If the source file has an explicit extension of .bib, or if the --bibtex option is used, the source will be treated as a BibTeX database. See 2.2 for how BibTeX files are included in the final output.

Note that the timing is different than with BibTeX and LaTeX. Normally, BibTeX simply selects and formats a subset of the bibliographic entries according to the .aux file; all TeX expansion and processing is carried out only when the result is included in the main LaTeX document. In contrast, latexml processes and expands the entire bibliography, including any TeX markup within it, when it is converted to XML; the selection of entries is done during postprocessing. One implication is that latexml does not know about packages included in the main document; if the bibliography uses macros defined in such packages, the packages must be explicitly specified using the --preload option.

Useful Options

The number and detail of progress and debugging messages printed during processing can be controlled using

--verbose or --quiet

They can be repeated to get even more or fewer details.

Directories to search (in addition to the working directory) for various files can be specified using

--path={directory}

This option can be repeated.

Whenever multiple sources are being used (including multiple bibliographies), the option

--documentid=id

should be used to provide a unique ID for the document root element. This ID is used as the base for id’s of the child-elements within the document, so that they are unique, as well.

See the documentation for the command latexml for less common options.

Loading Bindings

Although LaTeXML is reasonably adept at processing TeX macros, it generally benefits from having its own implementation of the macros, primitives, environments and other control sequences appearing in a document because these are what define the mapping into XML. The LaTeXML-analogue of a style or class file we call a LaTeXML-binding file, or binding for short; these files have an additional extension .ltxml.

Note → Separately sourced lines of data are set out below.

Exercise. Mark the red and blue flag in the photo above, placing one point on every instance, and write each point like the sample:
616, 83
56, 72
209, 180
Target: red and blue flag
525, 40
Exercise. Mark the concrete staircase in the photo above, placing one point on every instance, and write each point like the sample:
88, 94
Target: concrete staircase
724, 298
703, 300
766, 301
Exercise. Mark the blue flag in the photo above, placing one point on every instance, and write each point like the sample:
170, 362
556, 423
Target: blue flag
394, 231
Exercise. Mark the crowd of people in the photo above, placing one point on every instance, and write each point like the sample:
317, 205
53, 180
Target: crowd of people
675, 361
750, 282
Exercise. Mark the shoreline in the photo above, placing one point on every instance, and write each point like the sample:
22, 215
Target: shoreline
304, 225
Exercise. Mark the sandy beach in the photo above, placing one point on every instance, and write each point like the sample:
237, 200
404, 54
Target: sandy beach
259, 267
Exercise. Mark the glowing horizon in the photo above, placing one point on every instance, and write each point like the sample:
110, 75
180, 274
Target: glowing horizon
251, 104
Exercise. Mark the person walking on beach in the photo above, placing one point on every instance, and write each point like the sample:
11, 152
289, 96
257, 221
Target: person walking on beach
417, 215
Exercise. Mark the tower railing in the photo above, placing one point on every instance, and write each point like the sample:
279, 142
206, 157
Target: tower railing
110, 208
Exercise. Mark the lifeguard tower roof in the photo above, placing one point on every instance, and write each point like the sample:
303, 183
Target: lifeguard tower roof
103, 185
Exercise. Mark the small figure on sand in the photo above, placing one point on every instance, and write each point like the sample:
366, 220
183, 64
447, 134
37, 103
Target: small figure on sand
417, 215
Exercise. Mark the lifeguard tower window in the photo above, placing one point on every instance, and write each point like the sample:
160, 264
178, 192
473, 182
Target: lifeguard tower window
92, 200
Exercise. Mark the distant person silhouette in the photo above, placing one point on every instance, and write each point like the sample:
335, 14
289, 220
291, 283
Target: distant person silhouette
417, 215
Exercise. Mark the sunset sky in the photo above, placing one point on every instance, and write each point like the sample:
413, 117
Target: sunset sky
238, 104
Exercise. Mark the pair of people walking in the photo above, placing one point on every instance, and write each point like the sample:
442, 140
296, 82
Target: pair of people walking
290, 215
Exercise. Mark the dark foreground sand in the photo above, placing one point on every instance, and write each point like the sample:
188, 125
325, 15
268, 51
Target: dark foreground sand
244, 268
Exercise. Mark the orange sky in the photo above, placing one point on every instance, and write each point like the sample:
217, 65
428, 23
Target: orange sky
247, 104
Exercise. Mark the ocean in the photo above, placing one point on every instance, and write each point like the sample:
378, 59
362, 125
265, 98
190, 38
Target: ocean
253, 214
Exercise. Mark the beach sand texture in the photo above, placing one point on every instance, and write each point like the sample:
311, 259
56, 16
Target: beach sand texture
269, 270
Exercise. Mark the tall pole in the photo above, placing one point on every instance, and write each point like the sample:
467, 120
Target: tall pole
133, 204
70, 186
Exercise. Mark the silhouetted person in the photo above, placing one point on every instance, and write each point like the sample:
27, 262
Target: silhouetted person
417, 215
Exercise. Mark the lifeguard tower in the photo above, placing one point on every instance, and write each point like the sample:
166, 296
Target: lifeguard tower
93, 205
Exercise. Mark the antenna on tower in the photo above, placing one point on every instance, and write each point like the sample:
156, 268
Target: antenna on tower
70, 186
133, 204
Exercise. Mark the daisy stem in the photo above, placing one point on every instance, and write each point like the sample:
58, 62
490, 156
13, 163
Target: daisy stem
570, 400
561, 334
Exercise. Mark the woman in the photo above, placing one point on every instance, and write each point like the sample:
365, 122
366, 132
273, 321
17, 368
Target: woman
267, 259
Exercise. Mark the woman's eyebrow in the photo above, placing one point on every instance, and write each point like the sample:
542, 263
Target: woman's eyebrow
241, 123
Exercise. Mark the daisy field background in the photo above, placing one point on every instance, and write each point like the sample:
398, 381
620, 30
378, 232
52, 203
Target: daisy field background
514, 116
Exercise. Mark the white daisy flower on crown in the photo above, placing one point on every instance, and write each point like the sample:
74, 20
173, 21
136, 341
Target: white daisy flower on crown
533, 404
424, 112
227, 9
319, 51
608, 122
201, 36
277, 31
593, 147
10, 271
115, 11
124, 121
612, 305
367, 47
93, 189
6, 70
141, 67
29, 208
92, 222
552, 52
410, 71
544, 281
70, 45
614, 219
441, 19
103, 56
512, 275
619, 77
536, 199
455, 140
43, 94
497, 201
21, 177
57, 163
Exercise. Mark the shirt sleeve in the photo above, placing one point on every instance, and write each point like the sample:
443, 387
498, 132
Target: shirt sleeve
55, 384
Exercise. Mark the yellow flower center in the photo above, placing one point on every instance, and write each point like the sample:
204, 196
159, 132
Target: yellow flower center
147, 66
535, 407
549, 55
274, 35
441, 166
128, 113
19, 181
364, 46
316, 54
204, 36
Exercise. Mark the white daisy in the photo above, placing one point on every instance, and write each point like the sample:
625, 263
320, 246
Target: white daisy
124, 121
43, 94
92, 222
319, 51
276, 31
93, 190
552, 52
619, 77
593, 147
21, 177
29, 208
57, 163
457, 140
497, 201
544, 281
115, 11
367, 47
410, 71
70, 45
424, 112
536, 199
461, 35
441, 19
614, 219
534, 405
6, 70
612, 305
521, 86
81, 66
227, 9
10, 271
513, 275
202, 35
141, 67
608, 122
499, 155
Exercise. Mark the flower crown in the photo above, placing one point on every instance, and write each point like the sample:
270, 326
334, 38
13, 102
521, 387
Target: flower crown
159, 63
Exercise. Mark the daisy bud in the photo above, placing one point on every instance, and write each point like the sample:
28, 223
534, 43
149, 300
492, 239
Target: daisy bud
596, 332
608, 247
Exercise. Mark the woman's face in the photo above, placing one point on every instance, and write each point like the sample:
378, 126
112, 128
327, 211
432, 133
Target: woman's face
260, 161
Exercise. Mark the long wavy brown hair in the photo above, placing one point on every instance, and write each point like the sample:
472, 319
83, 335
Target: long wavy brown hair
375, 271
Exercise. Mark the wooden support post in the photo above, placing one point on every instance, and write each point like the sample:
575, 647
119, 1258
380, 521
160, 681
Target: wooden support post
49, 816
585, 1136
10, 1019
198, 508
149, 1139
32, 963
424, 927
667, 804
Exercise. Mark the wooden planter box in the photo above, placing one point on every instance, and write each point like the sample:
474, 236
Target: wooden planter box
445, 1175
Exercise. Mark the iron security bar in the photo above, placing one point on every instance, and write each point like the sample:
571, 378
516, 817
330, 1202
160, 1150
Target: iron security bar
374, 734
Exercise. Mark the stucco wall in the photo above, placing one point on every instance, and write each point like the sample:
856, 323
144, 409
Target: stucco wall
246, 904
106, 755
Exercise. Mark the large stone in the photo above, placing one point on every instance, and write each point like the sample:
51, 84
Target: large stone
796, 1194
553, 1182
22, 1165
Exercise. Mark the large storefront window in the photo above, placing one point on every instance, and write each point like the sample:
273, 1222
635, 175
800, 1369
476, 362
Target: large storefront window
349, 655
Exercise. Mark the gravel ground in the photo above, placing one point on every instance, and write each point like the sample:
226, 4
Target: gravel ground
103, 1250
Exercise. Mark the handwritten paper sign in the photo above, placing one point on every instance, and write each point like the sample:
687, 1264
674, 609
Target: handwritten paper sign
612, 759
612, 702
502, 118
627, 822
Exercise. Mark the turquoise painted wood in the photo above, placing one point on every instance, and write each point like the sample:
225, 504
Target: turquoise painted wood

In fact, since style files often bypass structurally or semantically meaningful macros by directly invoking macros internal to LaTeX, LaTeXML actually avoids processing style files when a binding is unavailable. The option

--includestyles

can be used to override this behaviour and allow LaTeXML to (attempt to) process raw style files. [A more selective, per-file, option may be developed in the future, if there is sufficient demand — please provide use cases.]

LaTeXML always starts with the TeX.pool binding loaded, and if LaTeX-specific commands are recognized, LaTeX.pool as well. Any input directives within the source loads the appropriate binding. For example, \documentclass{article} or \usepackage{graphicx} will load the bindings article.cls.ltxml or graphicx.sty.ltxml, respectively; the obsolete directive \documentstyle is also recognized. An \input directive will search for files with both .tex and .sty extensions; it will prefer a binding file if one is found, but will load and digest a .tex if no binding is found. An \include directive (and related ones) search only for a .tex file, which is processed and digested as usual.

There are two mechanisms for customization: a document-specific binding file doc.latexml will be loaded, if present; the option

--preload=binding

will load the binding file binding.ltxml. The --preload option can be repeated; both kinds of preload are loaded before document processing, and are processed in order.

See Chapter 4 for details about what can go in these bindings; and Appendix B for a list of bindings currently included in the distribution.